96«Justice» («Справедливость») – еженедельная газета, издававшаяся в Лондоне с января 1884 до начала 1925 года; орган Социал-демократической федерации, с 1911 года – орган Британской социалистической партии. С февраля 1925 по декабрь 1933 года выходила под названием «Social-Demokrat» («Coциал-Демократ»).
97См. К. Маркс и Ф. Энгельс. Сочинения, т. XXVIII, 1940, стр. 320–321; т. XXIX, 1946, стр. 210, 306; К. Маркс и Ф. Энгельс. Избранные письма, 1953, стр. 476.
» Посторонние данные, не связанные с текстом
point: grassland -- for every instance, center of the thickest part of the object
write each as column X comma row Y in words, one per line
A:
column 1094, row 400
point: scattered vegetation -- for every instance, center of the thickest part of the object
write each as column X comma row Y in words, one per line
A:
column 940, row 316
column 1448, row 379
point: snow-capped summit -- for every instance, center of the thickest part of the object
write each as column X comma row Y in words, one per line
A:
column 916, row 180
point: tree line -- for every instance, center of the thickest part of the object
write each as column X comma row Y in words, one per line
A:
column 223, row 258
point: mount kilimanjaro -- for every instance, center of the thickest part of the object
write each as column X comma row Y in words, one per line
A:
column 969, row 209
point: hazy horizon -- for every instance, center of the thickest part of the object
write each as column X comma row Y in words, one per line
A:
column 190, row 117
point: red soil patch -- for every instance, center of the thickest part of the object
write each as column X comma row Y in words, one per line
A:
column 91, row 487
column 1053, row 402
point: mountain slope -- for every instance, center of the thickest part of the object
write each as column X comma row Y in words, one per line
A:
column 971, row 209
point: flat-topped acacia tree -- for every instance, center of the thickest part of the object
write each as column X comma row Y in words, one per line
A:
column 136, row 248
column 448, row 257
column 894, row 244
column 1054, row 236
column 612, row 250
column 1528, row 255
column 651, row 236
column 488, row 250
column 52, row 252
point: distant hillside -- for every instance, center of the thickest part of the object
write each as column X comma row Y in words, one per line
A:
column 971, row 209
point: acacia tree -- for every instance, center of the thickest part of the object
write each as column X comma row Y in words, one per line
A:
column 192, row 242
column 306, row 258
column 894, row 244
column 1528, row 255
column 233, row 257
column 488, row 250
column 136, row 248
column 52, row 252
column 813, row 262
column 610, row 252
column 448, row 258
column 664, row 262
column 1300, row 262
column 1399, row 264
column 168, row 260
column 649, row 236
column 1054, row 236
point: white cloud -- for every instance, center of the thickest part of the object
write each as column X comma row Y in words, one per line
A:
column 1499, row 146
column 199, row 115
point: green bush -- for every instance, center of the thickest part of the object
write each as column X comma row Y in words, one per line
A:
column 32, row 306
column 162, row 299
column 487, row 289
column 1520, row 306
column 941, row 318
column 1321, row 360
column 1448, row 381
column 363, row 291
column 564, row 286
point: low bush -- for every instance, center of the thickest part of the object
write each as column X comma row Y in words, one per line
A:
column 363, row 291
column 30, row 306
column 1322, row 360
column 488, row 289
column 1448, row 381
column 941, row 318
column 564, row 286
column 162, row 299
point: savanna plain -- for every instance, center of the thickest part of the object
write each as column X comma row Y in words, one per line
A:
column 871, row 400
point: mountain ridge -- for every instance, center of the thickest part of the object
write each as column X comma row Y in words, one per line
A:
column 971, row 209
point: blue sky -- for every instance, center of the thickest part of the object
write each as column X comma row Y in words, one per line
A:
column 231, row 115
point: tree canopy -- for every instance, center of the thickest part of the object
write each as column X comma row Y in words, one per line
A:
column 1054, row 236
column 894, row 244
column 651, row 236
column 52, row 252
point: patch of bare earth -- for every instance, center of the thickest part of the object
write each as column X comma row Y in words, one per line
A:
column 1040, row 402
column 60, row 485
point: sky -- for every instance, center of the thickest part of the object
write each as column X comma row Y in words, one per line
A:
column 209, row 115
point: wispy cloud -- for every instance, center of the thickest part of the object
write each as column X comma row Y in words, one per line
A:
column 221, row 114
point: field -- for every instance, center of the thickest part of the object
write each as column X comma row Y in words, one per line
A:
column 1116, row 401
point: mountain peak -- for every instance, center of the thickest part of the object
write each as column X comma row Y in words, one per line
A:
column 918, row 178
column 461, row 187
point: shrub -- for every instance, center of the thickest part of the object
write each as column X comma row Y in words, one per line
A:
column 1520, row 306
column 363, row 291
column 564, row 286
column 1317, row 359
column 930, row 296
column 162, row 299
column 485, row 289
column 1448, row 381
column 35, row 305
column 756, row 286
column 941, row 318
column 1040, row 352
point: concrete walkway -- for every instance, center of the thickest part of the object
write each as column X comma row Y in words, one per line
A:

98«Labour Leader» («Рабочий Вождь») – еженедельная газета, издается с 1891 года; с 1893 года – орган Независимой рабочей партии Англии. С 1922 года газета выходила под названием «New Leader» («Новый Вождь»); с 1946 года – под названием «Socialist Leader» («Социалистический Вождь»).
99«Daily Mail» («Ежедневная Почта») – английская ежедневная газета, основана в 1896 году, издается в Лондоне большим тиражом; выражает настроения крайне правого крыла империалистической буржуазии Великобритании.
25Independent Labour Party – Независимой рабочей партии. Ред.